At a weekend press briefing in Kampala, the State Minister for Investment, Evelyn Anite, called the requirement for monthly EFRIS receipts “impractical.” She explained that while URA uses a monthly calendar and expects tax payments by the 15th of the next month, rent does not always come in on time. Anite also noted that large taxpayers raised similar concerns during a recent consultation.

EFRIS, introduced by URA, tracks business transactions in real time. It helps collect Value Added Tax (VAT) by ensuring that businesses send digital receipts and invoices directly to URA. Under this system, landlords must issue a receipt every month—regardless of whether tenants have paid. This rule creates problems for landlords who rely on rent to meet their own obligations. Issuing receipts for unpaid rent puts them at risk of penalties and causes financial strain.

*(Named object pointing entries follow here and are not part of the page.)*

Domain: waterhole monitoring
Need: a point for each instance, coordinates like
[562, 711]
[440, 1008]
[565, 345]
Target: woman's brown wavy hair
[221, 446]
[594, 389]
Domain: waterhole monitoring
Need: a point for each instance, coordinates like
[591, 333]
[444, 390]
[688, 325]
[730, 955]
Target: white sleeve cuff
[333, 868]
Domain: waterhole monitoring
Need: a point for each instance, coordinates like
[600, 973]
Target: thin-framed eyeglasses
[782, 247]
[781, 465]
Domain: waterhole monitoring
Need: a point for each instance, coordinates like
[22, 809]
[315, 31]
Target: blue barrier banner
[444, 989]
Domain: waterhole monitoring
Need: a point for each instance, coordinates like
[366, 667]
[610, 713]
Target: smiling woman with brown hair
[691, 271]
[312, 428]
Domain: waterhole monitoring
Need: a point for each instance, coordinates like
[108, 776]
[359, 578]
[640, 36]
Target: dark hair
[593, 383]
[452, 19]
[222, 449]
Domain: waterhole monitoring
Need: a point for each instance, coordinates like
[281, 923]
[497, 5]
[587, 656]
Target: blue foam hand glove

These concerns surfaced again during a budget breakfast meeting at the Sheraton Hotel. Audit firm Grant Thornton and the Indian Business Forum organized the event. A real estate investor in the audience asked why landlords should issue receipts for rent they haven’t received. The question pointed to a wider issue—many tenants, especially government institutions, pay late.

Jasmine Shah, CEO of Grant Thornton Uganda, suggested a workaround. He proposed that landlords issue proforma invoices instead of formal receipts. These invoices would record expected rent without confirming payment. After tenants pay, landlords would then issue official EFRIS receipts. Shah said this approach aligns better with how rent payments work in practice.

Shah also encouraged businesses to take advantage of the government’s ongoing tax waiver. Companies that settle outstanding taxes before June 2026 can avoid penalties and interest charges. He urged all businesses, including landlords, to use this opportunity to clean up their tax records.

Minister Anite supported the call for a more realistic tax policy. She said systems like EFRIS must fit actual business environments, not just theoretical models. Forcing landlords to issue monthly receipts without payments can lead to errors, disputes, and even reduced compliance. Instead, Anite recommended ongoing discussions between URA and landlords to create a policy that works for both sides.

The EFRIS receipt policy for landlords is part of a larger push to digitize Uganda’s tax system. Tools like EFRIS aim to improve efficiency and reduce tax evasion. However, their success depends on how well they adapt to different industries. Real estate presents unique challenges, especially around delayed payments and long lease terms.

If not adjusted, this policy may damage investor confidence in real estate. Landlords facing tight cash flow may avoid formal leases or find ways to sidestep the system. That would hurt tax collection instead of helping it.

To succeed, Uganda needs digital tax systems that reflect how business actually happens. URA should consider allowing proforma invoicing for rent. This option could keep landlords compliant without forcing them to issue false records. Open dialogue between tax authorities and the business community will be key to achieving fair and effective implementation.